ADUFA Stakeholder Meeting
February 23, 2017
10:30 a.m. – 11:30 a.m.
Rockville, MD and via WebEx
Section 740A(d)(3) of the Federal Food, Drug, and Cosmetic Act (FD&C Act) requires that at least every 4 months during negotiations with regulated industry FDA will hold discussions with public stakeholders, including representatives of veterinary, patient, and consumer advocacy groups, at which the public may present its views on the reauthorization, including specific suggestions for changes. The purpose of the meeting was to update stakeholders on the progress of the ADUFA IV negotiations and for FDA to gather input from stakeholders on their views on the reauthorization and recommendations for the program. This meeting satisfies the requirement for periodic consultation with public stakeholders in section 740A(d)(3) of the FD&C Act.
- Roxanne Schweitzer, Center for Veterinary Medicine (CVM)
- Steve Vaughn, CVM
- William Flynn, CVM
- Cassie Ravo, CVM
- Sharon Tarbell, CVM
- Petra Garosi, CVM
- Lori Talley, Office of Chief Counsel
- Steve Roach, Food Animal Concerns Trust
- John Curtis, Therio LLC
- Karin Hoelzer, The Pew Charitable Trust
- Nora Wong, The Pew Charitable Trust
- Adrianne Massey, Biotechnology Innovation Organization
- Thomas Gremillion, Food Policy Institute, Consumer Federation of America
- Kathy Vannetta, Elanco
- Angela Anderson, Elanco
FDA provided a brief history of ADUFA performance and financials. FDA provided stakeholders with a timeline for the current ADUFA negotiations. FDA provided an update on the performance enhancements and financial proposals under discussion in the current ADUFA negotiations.

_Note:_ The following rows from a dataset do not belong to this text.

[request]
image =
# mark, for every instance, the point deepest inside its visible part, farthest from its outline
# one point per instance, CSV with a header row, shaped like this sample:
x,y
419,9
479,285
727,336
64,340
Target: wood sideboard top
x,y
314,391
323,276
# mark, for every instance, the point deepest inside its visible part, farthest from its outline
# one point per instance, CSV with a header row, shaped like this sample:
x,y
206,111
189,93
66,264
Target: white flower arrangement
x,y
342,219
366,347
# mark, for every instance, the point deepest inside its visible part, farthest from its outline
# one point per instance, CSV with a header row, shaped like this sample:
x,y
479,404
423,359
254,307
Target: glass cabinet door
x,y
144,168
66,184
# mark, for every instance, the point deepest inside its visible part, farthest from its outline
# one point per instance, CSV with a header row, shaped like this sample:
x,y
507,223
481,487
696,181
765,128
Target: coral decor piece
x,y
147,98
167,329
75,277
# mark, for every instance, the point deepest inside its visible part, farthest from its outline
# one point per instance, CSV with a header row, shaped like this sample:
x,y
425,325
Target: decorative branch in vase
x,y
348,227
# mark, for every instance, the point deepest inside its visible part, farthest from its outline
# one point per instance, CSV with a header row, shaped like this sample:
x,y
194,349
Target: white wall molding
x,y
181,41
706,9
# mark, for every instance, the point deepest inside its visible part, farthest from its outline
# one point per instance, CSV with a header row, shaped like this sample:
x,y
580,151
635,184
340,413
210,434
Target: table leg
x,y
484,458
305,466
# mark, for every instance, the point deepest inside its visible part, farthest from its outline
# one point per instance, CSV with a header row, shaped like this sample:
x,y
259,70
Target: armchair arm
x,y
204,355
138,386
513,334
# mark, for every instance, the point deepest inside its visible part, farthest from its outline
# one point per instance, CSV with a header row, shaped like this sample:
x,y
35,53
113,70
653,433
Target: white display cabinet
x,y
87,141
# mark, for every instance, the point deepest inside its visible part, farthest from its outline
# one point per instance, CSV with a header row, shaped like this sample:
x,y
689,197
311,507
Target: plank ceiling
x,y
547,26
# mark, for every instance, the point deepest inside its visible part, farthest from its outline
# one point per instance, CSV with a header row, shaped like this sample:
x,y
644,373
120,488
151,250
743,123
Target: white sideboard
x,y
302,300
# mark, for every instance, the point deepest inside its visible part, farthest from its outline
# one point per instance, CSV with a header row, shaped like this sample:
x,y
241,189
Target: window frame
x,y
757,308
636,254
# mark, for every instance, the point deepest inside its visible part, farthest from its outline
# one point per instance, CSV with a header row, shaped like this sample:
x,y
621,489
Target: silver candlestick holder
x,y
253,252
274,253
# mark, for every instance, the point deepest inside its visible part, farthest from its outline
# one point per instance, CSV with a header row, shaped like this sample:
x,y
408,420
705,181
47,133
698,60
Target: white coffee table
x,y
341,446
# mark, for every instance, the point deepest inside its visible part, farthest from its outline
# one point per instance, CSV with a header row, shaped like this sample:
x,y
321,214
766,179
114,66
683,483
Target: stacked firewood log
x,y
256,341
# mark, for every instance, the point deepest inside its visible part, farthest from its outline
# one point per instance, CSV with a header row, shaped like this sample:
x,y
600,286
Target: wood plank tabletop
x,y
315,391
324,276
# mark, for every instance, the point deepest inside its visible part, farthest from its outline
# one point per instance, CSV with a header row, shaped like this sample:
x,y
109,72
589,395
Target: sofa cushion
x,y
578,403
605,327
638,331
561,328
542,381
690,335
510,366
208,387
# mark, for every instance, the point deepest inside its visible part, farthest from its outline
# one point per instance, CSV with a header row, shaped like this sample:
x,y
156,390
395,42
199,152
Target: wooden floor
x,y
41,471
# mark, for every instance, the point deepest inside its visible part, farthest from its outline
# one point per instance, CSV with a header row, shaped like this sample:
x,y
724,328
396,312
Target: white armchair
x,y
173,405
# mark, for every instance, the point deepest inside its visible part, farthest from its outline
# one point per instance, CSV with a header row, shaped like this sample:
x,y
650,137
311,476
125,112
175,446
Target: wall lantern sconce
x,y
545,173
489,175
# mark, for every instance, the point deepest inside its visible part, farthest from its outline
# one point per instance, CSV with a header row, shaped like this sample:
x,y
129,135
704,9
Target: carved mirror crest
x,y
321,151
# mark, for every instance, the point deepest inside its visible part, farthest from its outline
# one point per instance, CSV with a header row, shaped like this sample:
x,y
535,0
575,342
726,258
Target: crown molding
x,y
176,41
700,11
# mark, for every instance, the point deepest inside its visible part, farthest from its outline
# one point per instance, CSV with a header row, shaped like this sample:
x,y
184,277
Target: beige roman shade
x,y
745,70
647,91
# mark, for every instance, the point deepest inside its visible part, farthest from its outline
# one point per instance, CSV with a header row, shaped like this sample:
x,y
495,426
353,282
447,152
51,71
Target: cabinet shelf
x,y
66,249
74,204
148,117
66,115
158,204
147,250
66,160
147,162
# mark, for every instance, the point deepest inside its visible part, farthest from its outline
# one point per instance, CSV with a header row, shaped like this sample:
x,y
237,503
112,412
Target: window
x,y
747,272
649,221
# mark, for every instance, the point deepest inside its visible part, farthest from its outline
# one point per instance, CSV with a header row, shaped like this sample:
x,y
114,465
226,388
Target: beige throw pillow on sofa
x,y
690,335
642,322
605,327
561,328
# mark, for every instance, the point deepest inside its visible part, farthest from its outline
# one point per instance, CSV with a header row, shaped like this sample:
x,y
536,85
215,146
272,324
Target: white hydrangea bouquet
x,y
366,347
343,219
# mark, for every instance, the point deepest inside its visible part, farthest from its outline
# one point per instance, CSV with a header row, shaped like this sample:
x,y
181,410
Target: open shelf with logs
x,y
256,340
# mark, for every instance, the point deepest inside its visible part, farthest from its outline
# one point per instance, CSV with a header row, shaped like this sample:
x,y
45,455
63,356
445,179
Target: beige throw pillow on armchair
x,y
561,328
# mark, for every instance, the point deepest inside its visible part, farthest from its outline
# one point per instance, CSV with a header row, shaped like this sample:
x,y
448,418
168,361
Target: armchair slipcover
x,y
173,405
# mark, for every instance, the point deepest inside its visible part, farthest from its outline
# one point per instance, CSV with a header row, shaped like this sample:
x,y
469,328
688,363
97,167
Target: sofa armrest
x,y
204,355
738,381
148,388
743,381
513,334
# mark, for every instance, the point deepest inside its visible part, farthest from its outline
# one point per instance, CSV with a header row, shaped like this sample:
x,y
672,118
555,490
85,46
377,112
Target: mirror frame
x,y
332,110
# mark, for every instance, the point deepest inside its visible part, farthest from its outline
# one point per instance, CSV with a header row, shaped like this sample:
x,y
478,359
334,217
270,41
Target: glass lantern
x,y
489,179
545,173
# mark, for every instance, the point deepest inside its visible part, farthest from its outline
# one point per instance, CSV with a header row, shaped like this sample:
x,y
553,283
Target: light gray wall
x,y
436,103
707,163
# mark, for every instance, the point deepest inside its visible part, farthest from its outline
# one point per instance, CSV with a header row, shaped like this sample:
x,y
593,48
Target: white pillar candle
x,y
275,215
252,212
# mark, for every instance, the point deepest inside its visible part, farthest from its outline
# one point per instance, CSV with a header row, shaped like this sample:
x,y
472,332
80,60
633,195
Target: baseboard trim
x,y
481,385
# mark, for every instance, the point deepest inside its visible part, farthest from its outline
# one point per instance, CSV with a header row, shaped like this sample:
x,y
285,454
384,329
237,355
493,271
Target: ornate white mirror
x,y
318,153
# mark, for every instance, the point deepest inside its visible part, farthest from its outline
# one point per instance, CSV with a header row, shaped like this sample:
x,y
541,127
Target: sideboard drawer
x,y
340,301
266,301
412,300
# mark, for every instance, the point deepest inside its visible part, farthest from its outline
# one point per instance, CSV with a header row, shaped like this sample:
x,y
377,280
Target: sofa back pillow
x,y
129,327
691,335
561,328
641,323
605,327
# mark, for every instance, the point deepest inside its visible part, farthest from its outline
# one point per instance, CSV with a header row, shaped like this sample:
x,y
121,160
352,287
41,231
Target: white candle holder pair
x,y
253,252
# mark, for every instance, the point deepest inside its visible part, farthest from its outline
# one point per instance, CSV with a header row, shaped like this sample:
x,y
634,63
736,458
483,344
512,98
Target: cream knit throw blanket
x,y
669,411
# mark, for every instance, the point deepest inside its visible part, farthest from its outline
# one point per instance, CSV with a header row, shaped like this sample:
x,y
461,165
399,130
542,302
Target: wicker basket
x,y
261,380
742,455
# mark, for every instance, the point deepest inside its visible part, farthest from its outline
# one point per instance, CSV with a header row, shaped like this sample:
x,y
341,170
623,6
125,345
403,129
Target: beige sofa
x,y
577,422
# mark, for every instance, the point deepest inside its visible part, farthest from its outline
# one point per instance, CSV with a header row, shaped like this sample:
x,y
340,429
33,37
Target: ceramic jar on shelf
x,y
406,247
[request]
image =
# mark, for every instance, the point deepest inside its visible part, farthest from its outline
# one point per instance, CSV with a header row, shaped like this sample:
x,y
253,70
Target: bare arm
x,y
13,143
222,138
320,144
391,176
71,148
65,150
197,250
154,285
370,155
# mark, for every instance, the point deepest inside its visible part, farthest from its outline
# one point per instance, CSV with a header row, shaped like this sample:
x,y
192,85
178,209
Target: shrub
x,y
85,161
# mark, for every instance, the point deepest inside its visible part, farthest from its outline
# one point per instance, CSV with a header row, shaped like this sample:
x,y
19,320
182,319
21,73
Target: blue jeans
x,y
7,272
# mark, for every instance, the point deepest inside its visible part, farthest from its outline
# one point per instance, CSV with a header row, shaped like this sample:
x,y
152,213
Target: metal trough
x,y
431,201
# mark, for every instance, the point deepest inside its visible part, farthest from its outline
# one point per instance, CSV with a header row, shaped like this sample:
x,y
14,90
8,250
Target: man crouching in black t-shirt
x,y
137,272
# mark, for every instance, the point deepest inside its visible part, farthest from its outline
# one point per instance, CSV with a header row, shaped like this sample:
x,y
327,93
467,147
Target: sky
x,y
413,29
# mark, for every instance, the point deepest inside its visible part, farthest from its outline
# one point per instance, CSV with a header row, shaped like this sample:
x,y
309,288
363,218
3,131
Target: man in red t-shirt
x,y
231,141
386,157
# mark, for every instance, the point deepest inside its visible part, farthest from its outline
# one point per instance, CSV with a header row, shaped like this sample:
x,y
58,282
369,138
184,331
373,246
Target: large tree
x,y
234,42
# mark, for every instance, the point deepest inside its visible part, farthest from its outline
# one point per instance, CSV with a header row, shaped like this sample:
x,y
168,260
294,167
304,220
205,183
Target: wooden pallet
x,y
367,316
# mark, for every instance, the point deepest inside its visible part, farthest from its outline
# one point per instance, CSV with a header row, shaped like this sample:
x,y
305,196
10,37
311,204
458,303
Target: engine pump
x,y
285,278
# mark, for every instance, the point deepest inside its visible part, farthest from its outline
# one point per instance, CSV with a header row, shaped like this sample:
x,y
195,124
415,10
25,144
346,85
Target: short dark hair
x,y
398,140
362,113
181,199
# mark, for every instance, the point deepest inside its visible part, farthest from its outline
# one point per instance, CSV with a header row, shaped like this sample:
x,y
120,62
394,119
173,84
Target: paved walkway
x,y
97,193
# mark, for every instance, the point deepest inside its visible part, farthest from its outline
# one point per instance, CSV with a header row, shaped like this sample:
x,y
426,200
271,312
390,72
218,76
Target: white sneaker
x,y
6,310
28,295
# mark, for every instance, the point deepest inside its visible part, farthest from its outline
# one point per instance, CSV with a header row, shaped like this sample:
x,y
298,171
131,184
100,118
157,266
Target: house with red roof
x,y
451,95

Adrienne Massey from the Biotechnology Innovation Organization stated that she appreciated the willingness to maintain the Barriers to Innovation waiver as this waiver is of great importance to the emerging technology industry.
Steve Roach from the Food Animal Concerns Trust appreciates the enhancements in reporting antimicrobial sales and distribution information and is looking forward to the inclusion of species-specific information in the data that FDA collects from animal drug sponsors. He is looking for an expansion of the program to look at Veterinary Feed Directive distribution data and sales data. He is interested in seeing ADUFA funding used for post approval activities such as NARMS and collection of sales data. Mr. Roach inquired about the work on Animal Drug Availability Act (ADAA) combinations. FDA stated that the discussion on the ADAA combinations is exclusively related to the review process and would in no way change any of the standards for approval.
Thomas Gremillion from the Consumer Federation of America and Safe Food Coalition expressed concern about the inappropriate use of antibiotics, food safety, and foodborne illness. Mr. Gremillion would like to see expanded data collection under Section 105 of ADUFA that would enable us to better gauge where to focus future data collection and determine targets of public health concern. He would like FDA to consider a prohibition on disease prevention claims and include durations of use on antibiotics of human medical importance.
Continued Open Comment Period
Public comments will be accepted through December 2017, electronically via the Federal eRulemaking Portal http://www.regulations.gov, or in writing to the Division of Dockets Management (HFA-305), Food and Drug Administration, 5630 Fishers Lane, Rm 1061, Rockville, MD 20952. All comment submissions received must reference Docket No. FDA-2011-N-0656 for ADUFA.